StartseiteMagazinKolumnenWas Politik mit Menschen macht

Was Politik mit Menschen macht

An den Beispielen von Martin Schulz und Claudia Nielsen

Die Parallelen sind unübersehbar: Martin Schulz, der Mann, der „als Retter kam und als Retter geht,“ wie die NZZ in ihrer Wochenend-Ausgabe schreibt, und Claudia Nielsen, die dem Druck nicht mehr gewachsen war, warfen das Handtuch, bevor es zur jeweiligen Entscheidung kam. Bevor die deutschen Sozialdemokraten über den Koalitionsvertrag mit der CDU/CSU abstimmen, spürte Martin Schulz, der nur knapp ein Jahr den deutschen Sozialdemokraten vorstand, dass er als selbsternannter Aussenminister im Wege stand, dass er ein Ja zum Regierungsvertrag gefährden würde. Und Claudia Nielsen spürte, dass sie selbst von ihrer Partei, der SP, im Stich gelassen, wohl am 4. März bei den Stadtratswahlen in Zürich zu den Überzähligen gehören und abgewählt werden könnte.
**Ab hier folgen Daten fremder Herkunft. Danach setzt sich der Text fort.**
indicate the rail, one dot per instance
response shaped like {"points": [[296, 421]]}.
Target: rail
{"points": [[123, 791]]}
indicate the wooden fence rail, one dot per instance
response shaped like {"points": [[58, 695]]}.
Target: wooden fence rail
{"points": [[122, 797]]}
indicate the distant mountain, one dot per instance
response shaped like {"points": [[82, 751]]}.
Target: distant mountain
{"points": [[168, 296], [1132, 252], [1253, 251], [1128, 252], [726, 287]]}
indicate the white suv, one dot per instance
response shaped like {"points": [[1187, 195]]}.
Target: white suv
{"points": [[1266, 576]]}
Doch ein Unterschied ist markant, sticht ins Auge. Martin Schulz, der als prominenter Europapolitiker für die Deutschen Sozialdemokraten wie ein Erlöser erschien, der die älteste Partei Deutschlands aus dem Umfragetief zu befreien schien, wurde umsorgt, von unzähligen Politberatern zurechtgebogen, so dass er das verlor, was in auszeichnete als er ankam: seine Frische, das Erscheinungsbild einer unverbrauchten Kraft im festgefahrenen Berliner Politikbetrieb. Schnell sind ihm seine Kanten abgeschliffen worden, schnell ist er ins gängige Gefüge der deutschen Innenpolitik gepresst worden. Markus Feldenkirchen, der Spiegel-Reporter, hat für das deutsche Nachrichtenmagazin Schulz während 150 Tagen begleitet und in seinem umfangreichen Report dargelegt, dass Schulz zunehmend seine Eigenständigkeit verlor und bereits im Wahlkampf „innerlich das Handtuch“ geworfen habe. Schulz wurde zum Hampelmann an der Strippe der Politauguren seiner eigenen Partei.
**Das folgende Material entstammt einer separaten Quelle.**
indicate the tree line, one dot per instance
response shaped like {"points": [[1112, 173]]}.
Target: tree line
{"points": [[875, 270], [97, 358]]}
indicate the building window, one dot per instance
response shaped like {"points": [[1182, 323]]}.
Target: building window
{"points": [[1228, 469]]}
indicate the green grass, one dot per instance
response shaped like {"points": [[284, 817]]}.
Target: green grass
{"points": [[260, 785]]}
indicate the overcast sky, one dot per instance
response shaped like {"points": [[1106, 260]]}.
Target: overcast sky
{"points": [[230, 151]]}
Ganz anders Claudia Nielsen. Sie war beratungsresistent, liess sich nicht am Zeug flicken. Im Gegenteil: Sie liess es schon gar nicht zu, dass sie auf ihre ruppige Art, wie sie mit ihren Mitarbeitern umging, hingewiesen wurde, wie sie alles und jedes über ihren Schreibtisch laufen liess, wie sie in ihrer Spitalpolitik eigene Wege ging. Die Partei blieb abseits, griff nicht ein. Und als sie mit ihrer Spitalstrategie ins Abseits geriet, liess die Partei sie gar fallen. Der rotgrün beherrschte Stadtrat sah sich gezwungen, ihr ein Stadtratsteam zur Seite zu stellen, um sie in ihrer Spitalpolitik zwangsmässig zu beraten und zu unterstützen. Dennoch: Sie hat gerade mit dem neuen Bettenhaus Triemli ein Zeichen gesetzt, das ihr in zehn Jahren als grosse Leistung zugeschreiben werden wird. Sie hat eine zielorientierte, vernünftige Alterspolitik betrieben. Als nun aber auch noch Abrechnungsprobleme in den städtischen Kliniken zum Vorschein kamen, warf sie das Handtuch. Und sie, nun andersrum, liess die Partei vier Wochen vor den Wahlen im Stich. Die SP wird so einen Sitz in der Stadtregierung verlieren.

Deutschland und die Stadt Zürich lassen sich in der jeweiligen politischen Bedeutung nicht vergleichen. Wie politische Parteien mit ihrem Spitzenpersonal umgehen, aber schon. Wenn die einen ihre Spitzenleute total asn die Kandare nehmen, die andern sie nicht antasten, ist der Misserfolg in beiden Fällen im Voraus programmiert. Spitzenpolitikerinnen und -politiker brauchen Unterstützung. Sie brauchen kritische Geister, die ihnen immer wieder den Spiegel vorhalten. Aber eines ist unverzichtbar: ein eigenes Profil, eine politische Ausrichtung, die in Übereinstimmung mit der eigenen Grundhaltung steht und die nicht aufgrund jeweiliger Umfragergebnisse zurechtgebogen, von aussen angepasst, gar aufgezwungen wird.